Jake's CS Notes - Intro. to HPC

//****************************************************************************//
//****************** Bitonic Sort - February 6th, 2020 **********************//
//**************************************************************************//

- 2 minutes to class and almost no one's here...
    - ...
    - BOO!
    - ...
- What is the outline of our lecture this rain-strewn day?
    - Announcements:
        - Homework 1 solutions posted
            - "Apologies for this taking awhile, but hopefully it'll help you"
        - Program 1 example solution/submission script posted
        - Midterm 1 (on TUESDAY, Feb. 18th)
            - Will be on everything we covered BEFORE sorting algos
                - "I'll give you a more detailed study guide next week"
            - "If you aren't able to make that date for any reason, let me know NOW and I can arrange a make-up test for you"

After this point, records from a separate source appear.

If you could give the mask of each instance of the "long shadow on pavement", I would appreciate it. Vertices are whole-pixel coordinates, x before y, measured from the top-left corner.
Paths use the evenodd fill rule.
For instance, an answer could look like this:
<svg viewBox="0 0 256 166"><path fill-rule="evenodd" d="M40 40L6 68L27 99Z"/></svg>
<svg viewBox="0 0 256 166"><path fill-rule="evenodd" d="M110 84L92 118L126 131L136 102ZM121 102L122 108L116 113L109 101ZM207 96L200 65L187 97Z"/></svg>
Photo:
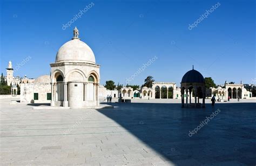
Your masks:
<svg viewBox="0 0 256 166"><path fill-rule="evenodd" d="M180 104L111 104L115 107L98 111L176 165L256 164L256 103L206 104L204 109L181 109ZM207 125L188 135L217 109L220 112Z"/></svg>

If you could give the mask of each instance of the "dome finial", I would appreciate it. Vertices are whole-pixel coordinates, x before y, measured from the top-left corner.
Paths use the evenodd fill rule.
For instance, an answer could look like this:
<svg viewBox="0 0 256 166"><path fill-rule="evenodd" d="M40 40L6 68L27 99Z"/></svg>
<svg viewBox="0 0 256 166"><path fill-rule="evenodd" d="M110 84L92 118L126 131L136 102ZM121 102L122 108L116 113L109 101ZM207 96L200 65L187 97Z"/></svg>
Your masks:
<svg viewBox="0 0 256 166"><path fill-rule="evenodd" d="M72 38L72 39L80 39L78 38L79 31L76 26L75 27L74 30L73 30L73 38Z"/></svg>

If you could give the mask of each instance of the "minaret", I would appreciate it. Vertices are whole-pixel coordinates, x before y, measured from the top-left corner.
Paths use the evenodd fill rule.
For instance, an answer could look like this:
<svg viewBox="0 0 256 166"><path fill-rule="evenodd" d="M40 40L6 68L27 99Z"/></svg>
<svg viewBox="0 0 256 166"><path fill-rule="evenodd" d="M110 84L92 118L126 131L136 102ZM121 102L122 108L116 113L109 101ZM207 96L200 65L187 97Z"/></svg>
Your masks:
<svg viewBox="0 0 256 166"><path fill-rule="evenodd" d="M80 40L80 39L78 38L79 31L76 26L75 27L75 29L73 30L73 38L72 38L72 40L73 40L73 39Z"/></svg>
<svg viewBox="0 0 256 166"><path fill-rule="evenodd" d="M14 80L14 69L12 68L11 61L9 61L8 68L6 68L6 73L7 85L10 86L11 85L11 82Z"/></svg>

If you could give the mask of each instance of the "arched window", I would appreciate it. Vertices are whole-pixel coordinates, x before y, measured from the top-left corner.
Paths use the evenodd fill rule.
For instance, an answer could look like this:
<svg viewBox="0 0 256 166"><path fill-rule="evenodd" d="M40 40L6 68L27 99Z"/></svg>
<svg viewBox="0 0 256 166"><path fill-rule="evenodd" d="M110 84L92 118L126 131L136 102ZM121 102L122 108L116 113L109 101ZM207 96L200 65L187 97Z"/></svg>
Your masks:
<svg viewBox="0 0 256 166"><path fill-rule="evenodd" d="M88 78L88 81L89 82L94 82L94 78L93 76L90 76L89 78Z"/></svg>
<svg viewBox="0 0 256 166"><path fill-rule="evenodd" d="M63 77L62 77L62 75L59 75L57 78L56 78L57 81L63 81Z"/></svg>

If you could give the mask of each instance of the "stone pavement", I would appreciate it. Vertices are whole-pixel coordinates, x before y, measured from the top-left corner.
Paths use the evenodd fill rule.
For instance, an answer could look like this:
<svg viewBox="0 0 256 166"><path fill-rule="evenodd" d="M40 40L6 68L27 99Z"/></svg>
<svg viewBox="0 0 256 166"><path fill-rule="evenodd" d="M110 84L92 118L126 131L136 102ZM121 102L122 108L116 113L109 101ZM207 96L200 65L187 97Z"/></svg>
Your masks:
<svg viewBox="0 0 256 166"><path fill-rule="evenodd" d="M255 165L255 103L33 110L0 100L1 165ZM188 135L220 111L192 136Z"/></svg>

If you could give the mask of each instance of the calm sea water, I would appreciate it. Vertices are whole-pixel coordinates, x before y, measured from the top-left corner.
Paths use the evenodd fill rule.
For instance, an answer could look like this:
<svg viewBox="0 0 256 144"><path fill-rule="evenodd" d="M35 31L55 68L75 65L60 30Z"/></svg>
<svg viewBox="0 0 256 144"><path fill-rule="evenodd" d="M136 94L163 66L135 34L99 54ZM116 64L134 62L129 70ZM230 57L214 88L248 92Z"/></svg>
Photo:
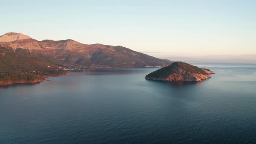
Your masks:
<svg viewBox="0 0 256 144"><path fill-rule="evenodd" d="M0 143L255 143L256 65L193 64L199 83L146 80L159 68L94 69L0 87Z"/></svg>

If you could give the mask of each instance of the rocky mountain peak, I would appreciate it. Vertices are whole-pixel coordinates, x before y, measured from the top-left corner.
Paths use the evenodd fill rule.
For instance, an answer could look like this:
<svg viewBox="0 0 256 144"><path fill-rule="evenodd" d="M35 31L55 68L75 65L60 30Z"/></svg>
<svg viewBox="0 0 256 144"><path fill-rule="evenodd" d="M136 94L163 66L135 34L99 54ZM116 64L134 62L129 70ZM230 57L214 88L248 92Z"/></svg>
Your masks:
<svg viewBox="0 0 256 144"><path fill-rule="evenodd" d="M21 33L8 33L0 36L0 42L13 42L31 38L30 36Z"/></svg>

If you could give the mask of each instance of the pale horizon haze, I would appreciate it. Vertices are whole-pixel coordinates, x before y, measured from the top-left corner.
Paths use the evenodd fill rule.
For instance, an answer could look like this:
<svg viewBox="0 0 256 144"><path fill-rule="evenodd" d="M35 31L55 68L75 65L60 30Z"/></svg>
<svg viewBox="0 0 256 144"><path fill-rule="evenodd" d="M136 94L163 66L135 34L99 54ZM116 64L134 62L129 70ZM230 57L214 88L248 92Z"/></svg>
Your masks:
<svg viewBox="0 0 256 144"><path fill-rule="evenodd" d="M256 55L256 1L5 0L1 6L0 35L120 45L161 58Z"/></svg>

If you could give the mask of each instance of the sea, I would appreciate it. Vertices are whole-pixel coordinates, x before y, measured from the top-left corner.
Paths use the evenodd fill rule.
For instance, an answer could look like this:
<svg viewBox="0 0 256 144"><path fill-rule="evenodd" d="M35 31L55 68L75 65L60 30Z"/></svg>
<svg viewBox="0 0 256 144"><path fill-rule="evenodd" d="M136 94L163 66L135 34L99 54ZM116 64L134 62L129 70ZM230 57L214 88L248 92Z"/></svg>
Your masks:
<svg viewBox="0 0 256 144"><path fill-rule="evenodd" d="M198 82L146 80L160 68L71 72L0 87L0 144L255 144L256 64L191 63Z"/></svg>

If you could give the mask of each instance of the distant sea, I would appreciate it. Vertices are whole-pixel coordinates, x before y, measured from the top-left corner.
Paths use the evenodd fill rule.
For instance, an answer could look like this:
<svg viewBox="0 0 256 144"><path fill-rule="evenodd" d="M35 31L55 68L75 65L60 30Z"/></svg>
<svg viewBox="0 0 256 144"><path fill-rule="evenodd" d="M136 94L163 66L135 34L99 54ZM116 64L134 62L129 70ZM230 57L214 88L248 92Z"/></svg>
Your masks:
<svg viewBox="0 0 256 144"><path fill-rule="evenodd" d="M0 87L0 144L256 143L256 64L193 63L200 82L147 80L159 68L70 72Z"/></svg>

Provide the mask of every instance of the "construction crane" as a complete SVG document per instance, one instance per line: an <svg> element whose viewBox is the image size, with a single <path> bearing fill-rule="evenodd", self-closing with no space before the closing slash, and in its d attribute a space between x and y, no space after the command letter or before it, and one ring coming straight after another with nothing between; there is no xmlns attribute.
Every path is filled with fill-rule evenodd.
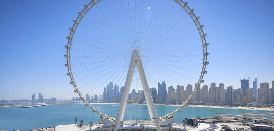
<svg viewBox="0 0 274 131"><path fill-rule="evenodd" d="M240 78L240 77L239 77L239 76L238 76L238 75L237 76L237 77L238 77L238 78L239 78L240 79L240 88L241 88L241 78Z"/></svg>

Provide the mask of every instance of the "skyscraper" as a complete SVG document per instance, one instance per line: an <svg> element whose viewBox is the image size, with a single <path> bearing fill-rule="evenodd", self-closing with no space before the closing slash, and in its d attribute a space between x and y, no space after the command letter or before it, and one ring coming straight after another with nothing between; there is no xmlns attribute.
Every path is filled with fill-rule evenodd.
<svg viewBox="0 0 274 131"><path fill-rule="evenodd" d="M118 102L119 101L119 87L115 84L114 87L114 101L116 102Z"/></svg>
<svg viewBox="0 0 274 131"><path fill-rule="evenodd" d="M122 95L123 94L123 91L124 91L124 86L122 86L120 89L120 92L119 93L119 102L121 102L121 99L122 98Z"/></svg>
<svg viewBox="0 0 274 131"><path fill-rule="evenodd" d="M108 85L106 85L106 100L109 101L109 87Z"/></svg>
<svg viewBox="0 0 274 131"><path fill-rule="evenodd" d="M220 83L219 84L219 89L218 92L218 102L222 103L225 101L225 84Z"/></svg>
<svg viewBox="0 0 274 131"><path fill-rule="evenodd" d="M254 81L253 82L253 95L255 95L255 99L256 100L258 100L258 79L257 78L257 73L256 73L256 76L254 78Z"/></svg>
<svg viewBox="0 0 274 131"><path fill-rule="evenodd" d="M274 80L272 81L272 89L274 89Z"/></svg>
<svg viewBox="0 0 274 131"><path fill-rule="evenodd" d="M167 92L166 85L164 81L162 82L162 84L158 82L158 91L159 102L164 103L166 101Z"/></svg>
<svg viewBox="0 0 274 131"><path fill-rule="evenodd" d="M187 96L187 98L188 98L193 91L193 87L192 85L190 84L189 84L186 87L186 92L187 93L188 95Z"/></svg>
<svg viewBox="0 0 274 131"><path fill-rule="evenodd" d="M94 101L98 101L98 99L97 98L97 95L94 95Z"/></svg>
<svg viewBox="0 0 274 131"><path fill-rule="evenodd" d="M248 103L253 102L253 94L252 90L251 89L245 89L245 103Z"/></svg>
<svg viewBox="0 0 274 131"><path fill-rule="evenodd" d="M269 88L269 83L263 82L260 84L260 89Z"/></svg>
<svg viewBox="0 0 274 131"><path fill-rule="evenodd" d="M157 101L157 90L156 88L149 88L150 91L150 94L151 94L151 96L152 97L152 100L153 101L154 103L156 103Z"/></svg>
<svg viewBox="0 0 274 131"><path fill-rule="evenodd" d="M241 96L239 97L239 98L241 99L238 99L238 98L239 97L238 97L238 95L244 95L243 96L244 96L244 95L243 94L244 92L244 89L243 88L239 88L236 89L235 91L234 91L234 101L236 102L237 103L243 103L243 98L242 97L242 96Z"/></svg>
<svg viewBox="0 0 274 131"><path fill-rule="evenodd" d="M179 85L177 85L176 92L177 101L182 102L183 101L183 88Z"/></svg>
<svg viewBox="0 0 274 131"><path fill-rule="evenodd" d="M103 101L106 101L106 87L104 87L104 92L103 92Z"/></svg>
<svg viewBox="0 0 274 131"><path fill-rule="evenodd" d="M32 103L35 103L35 94L33 93L33 94L32 94L32 95L31 95Z"/></svg>
<svg viewBox="0 0 274 131"><path fill-rule="evenodd" d="M207 85L205 85L202 87L201 100L202 102L208 102L208 90Z"/></svg>
<svg viewBox="0 0 274 131"><path fill-rule="evenodd" d="M109 83L109 90L110 90L110 89L113 88L113 83L112 83L112 82L111 82Z"/></svg>
<svg viewBox="0 0 274 131"><path fill-rule="evenodd" d="M90 100L90 96L88 94L86 94L86 99L87 101L89 101Z"/></svg>
<svg viewBox="0 0 274 131"><path fill-rule="evenodd" d="M213 82L210 84L211 87L208 89L209 100L209 102L211 103L218 102L218 88L216 87L216 84Z"/></svg>
<svg viewBox="0 0 274 131"><path fill-rule="evenodd" d="M195 83L195 88L197 86L198 83ZM202 101L202 97L201 96L201 85L199 85L198 87L198 89L197 91L195 92L194 94L194 101L197 102L200 102Z"/></svg>
<svg viewBox="0 0 274 131"><path fill-rule="evenodd" d="M227 96L227 101L228 103L232 103L233 102L233 88L232 86L229 86L226 89Z"/></svg>
<svg viewBox="0 0 274 131"><path fill-rule="evenodd" d="M42 95L41 94L41 93L40 93L39 94L39 101L40 103L43 103L43 95Z"/></svg>
<svg viewBox="0 0 274 131"><path fill-rule="evenodd" d="M241 88L244 89L249 89L248 80L243 79L241 80Z"/></svg>
<svg viewBox="0 0 274 131"><path fill-rule="evenodd" d="M271 96L269 83L264 82L260 84L260 89L258 90L258 102L268 104L271 101Z"/></svg>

- As for programming assignment 1, I was pretty happy with most of the solutions
    - There weren't really any universal mistakes; there were some "I'm new to C++" mistakes here and there, and some people were a bit confused about why adding more points increased the program runtime (each thread had to do more work!), but nothing major
        - "Don't forget to compile with -Wall and -03 flags to speed things up"
    - As for what you SHOULD have seen:
        - A single processor on PACE can process 5 million points in ~0.3 seconds, meaning we're processing ~1.67 * 10^7 points/second - not bad!
        - The parallel time, though, was EVEN FASTER! The speedup was very close to that ideal "N/p" time
--------------------------------------------------------------------------------

- Alright, we're now getting into our next classical parallel algorithm after prefix sum - sorting!
    - "I think there's something lost in translation when you use PDFs instead of PowerPoint for discussing algorithms"
    - The notes for this, by the way, should be on section 2 of the course notes

- We know there're TONS of sequential algorithms for sorting: quicksort, mergesort, bubble sort...which one should we try to parallelize?
    - In general, there are 2 broad categories of sorting algorithms:
        - BRANCHING algorithms are ones where we use if statements and do different things based on the elements, e.g. quicksort's "if < pivot"
        - SWAPPING is where we directly compare elements in the array and swap them if they're out-of-order
            - This is still branching though, right? We're doing an if statement!
            - The difference, though, is that THESE type of branches can be implemented "in core," so it doesn't actually change the control flow of our program; the program itself doesn't take different paths, but pretty much works in a straight line down the array
    - Which approach we take'll change how we parallelize them
        - There are O(n^2) algorithms like bubble sort, insertion sort, etc.
        - There are also O(n log n) algorithms like heap sort, merge sort, etc.
            - "Quick sort technically isn't in here, since in the absolute worst case it can degrade to O(n^2)"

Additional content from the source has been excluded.